The call search.by_zipcode(x)
returns a ZipCode()
instance, not a dictionary, so applying ['City']
to that object fails.
Instead, use either the .major_city
attribute of the shorter alias, the .city
attribute; you want to return that value, not print it:
def zco(x):
return search.by_zipcode(x).city
If all you are going to use the uszipcode
project for is mapping zip codes to state and city names, you don’t need to use the full database (a 450MB download). Just stick with the ‘simple’ version, which is only 9MB, by leaving out the simple_zipcode=False
argument to SearchEngine()
.
Next, this is going to be really really slow. .apply()
uses a simple loop under the hood, and for each row the .by_zipcode()
method will query a SQLite database using SQLAlchemy, create a single result object with all the columns from the matching row, then return that object, just so you can get a single attribute from them.
You'd be much better off querying the database directly, with the Pandas SQL methods. The uszipcode
package is still useful here as it handles downloading the database for you and creating a SQLAlchemy session, the SearchEngine.ses
attribute gives you direct access to it, but from there I'd just do:
from uszipcode import SearchEngine, SimpleZipcode
search = SearchEngine()
query = (
search.ses.query(
SimpleZipcode.zipcode.label('zip'),
SimpleZipcode.major_city.label('city'),
SimpleZipcode.state.label('state'),
).filter(
SimpleZipcode.zipcode.in_(df['zip'].dropna().unique())
)
).selectable
zipcode_df = pd.read_sql_query(query, search.ses.connection(), index_col='zip')
to create a Pandas Dataframe with all your unique zipcodes mapped to city and state columns. You can then join your dataframe with the zipcode dataframe:
df = pd.merge(df, zipcode_df, how='left', left_on='zip', right_index=True)
This adds city
and state
columns to your original dataframe. If you need to pull in more columns, add them to the search.ses.query(...)
portion, using .label()
to give them a suitable column name in the output dataframe (without a .label()
, they'll get prefixed with simple_zipcode_
or zipcode_
, depending on the class you are using).

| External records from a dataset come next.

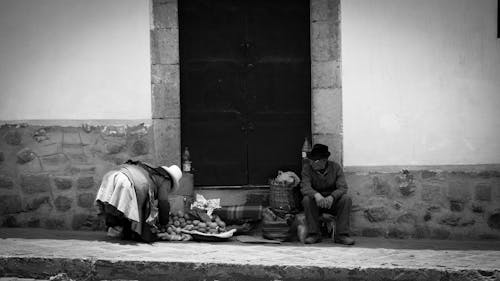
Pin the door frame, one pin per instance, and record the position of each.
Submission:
(326, 80)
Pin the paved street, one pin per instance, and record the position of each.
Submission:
(84, 252)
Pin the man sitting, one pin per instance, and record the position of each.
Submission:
(324, 188)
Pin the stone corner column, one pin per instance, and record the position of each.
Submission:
(326, 79)
(165, 84)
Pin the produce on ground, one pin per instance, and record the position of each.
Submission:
(185, 221)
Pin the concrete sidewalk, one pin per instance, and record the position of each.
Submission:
(37, 253)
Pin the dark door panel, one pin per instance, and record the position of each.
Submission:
(245, 87)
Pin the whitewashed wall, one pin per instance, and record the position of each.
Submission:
(73, 59)
(421, 82)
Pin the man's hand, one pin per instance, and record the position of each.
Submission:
(320, 200)
(329, 202)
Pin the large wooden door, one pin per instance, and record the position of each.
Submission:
(245, 87)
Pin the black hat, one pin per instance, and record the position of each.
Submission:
(319, 151)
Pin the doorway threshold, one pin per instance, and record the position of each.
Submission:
(233, 187)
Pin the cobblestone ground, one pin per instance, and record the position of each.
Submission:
(106, 258)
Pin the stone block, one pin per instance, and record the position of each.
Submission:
(467, 221)
(167, 141)
(427, 216)
(35, 203)
(325, 42)
(422, 232)
(86, 182)
(458, 190)
(326, 75)
(46, 149)
(35, 183)
(25, 155)
(407, 189)
(494, 221)
(167, 74)
(372, 232)
(87, 222)
(113, 148)
(6, 182)
(138, 130)
(434, 209)
(431, 192)
(327, 111)
(325, 10)
(425, 174)
(450, 219)
(13, 137)
(79, 157)
(86, 200)
(397, 205)
(477, 208)
(483, 192)
(10, 204)
(165, 101)
(407, 218)
(376, 214)
(456, 206)
(488, 236)
(63, 203)
(380, 186)
(165, 46)
(139, 147)
(165, 15)
(82, 169)
(396, 232)
(71, 137)
(114, 131)
(55, 162)
(440, 233)
(55, 223)
(257, 198)
(63, 183)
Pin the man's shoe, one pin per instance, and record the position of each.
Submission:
(343, 239)
(302, 233)
(312, 239)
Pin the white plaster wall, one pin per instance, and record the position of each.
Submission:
(74, 59)
(421, 82)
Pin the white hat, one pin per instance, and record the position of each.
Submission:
(175, 173)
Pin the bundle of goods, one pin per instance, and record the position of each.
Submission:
(242, 218)
(197, 224)
(283, 192)
(278, 226)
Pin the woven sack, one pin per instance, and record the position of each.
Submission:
(281, 197)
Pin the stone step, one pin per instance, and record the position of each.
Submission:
(91, 256)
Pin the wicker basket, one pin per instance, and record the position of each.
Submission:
(281, 197)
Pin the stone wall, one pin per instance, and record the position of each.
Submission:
(49, 175)
(438, 202)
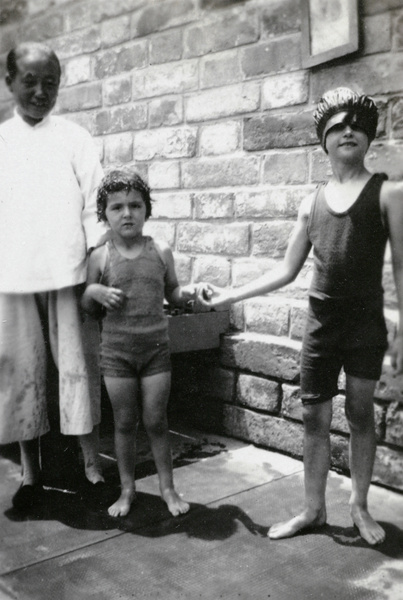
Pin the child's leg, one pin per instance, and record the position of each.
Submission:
(317, 418)
(360, 416)
(123, 394)
(155, 393)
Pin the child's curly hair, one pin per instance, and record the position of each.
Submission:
(118, 180)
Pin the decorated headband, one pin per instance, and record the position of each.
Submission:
(342, 105)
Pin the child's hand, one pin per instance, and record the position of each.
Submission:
(111, 298)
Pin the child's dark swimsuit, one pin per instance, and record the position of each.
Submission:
(345, 326)
(135, 337)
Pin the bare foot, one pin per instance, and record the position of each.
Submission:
(369, 529)
(296, 524)
(176, 505)
(123, 504)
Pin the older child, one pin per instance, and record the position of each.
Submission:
(130, 276)
(348, 222)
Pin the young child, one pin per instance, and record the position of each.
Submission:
(347, 222)
(49, 173)
(130, 276)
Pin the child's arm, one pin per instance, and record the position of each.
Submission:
(295, 257)
(392, 204)
(96, 293)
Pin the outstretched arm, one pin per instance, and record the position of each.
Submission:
(392, 202)
(295, 256)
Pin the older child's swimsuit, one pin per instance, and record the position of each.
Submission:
(345, 325)
(135, 337)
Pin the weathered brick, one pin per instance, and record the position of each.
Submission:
(166, 111)
(223, 102)
(377, 34)
(214, 269)
(220, 138)
(172, 206)
(171, 78)
(271, 238)
(118, 60)
(214, 205)
(220, 172)
(233, 29)
(272, 57)
(164, 175)
(161, 16)
(264, 430)
(269, 203)
(279, 131)
(117, 90)
(121, 118)
(166, 47)
(219, 70)
(265, 354)
(388, 467)
(267, 315)
(287, 89)
(77, 43)
(283, 168)
(165, 143)
(208, 238)
(283, 16)
(80, 97)
(77, 70)
(258, 393)
(115, 31)
(118, 148)
(372, 75)
(161, 231)
(386, 158)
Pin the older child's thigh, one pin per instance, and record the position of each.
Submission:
(123, 393)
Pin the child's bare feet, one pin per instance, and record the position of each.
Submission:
(296, 524)
(176, 505)
(123, 504)
(369, 529)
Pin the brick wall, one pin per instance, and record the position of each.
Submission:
(209, 100)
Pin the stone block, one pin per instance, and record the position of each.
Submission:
(176, 205)
(243, 170)
(121, 118)
(83, 97)
(221, 69)
(275, 56)
(388, 467)
(214, 269)
(269, 203)
(111, 62)
(271, 238)
(267, 315)
(225, 101)
(284, 168)
(209, 238)
(262, 354)
(287, 89)
(171, 78)
(258, 393)
(159, 16)
(165, 47)
(220, 138)
(166, 111)
(234, 28)
(213, 205)
(163, 175)
(118, 148)
(117, 90)
(273, 131)
(165, 143)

Pick from the model attributes documented, but take into account that if you need access to the full Zipcode
model attributes you need to use SearchEngine(simple_zipcode=False)
to ensure you get the full 450MB dataset at your disposal, then use Zipcode.<column>.label(...)
instead of SimpleZipcode.<column>.label(...)
in the query.
With the zipcodes as the index in the zipcode_df
dataframe, that's going to be a lot faster (zippier :-)) than using SQLAlchemy on each row individually.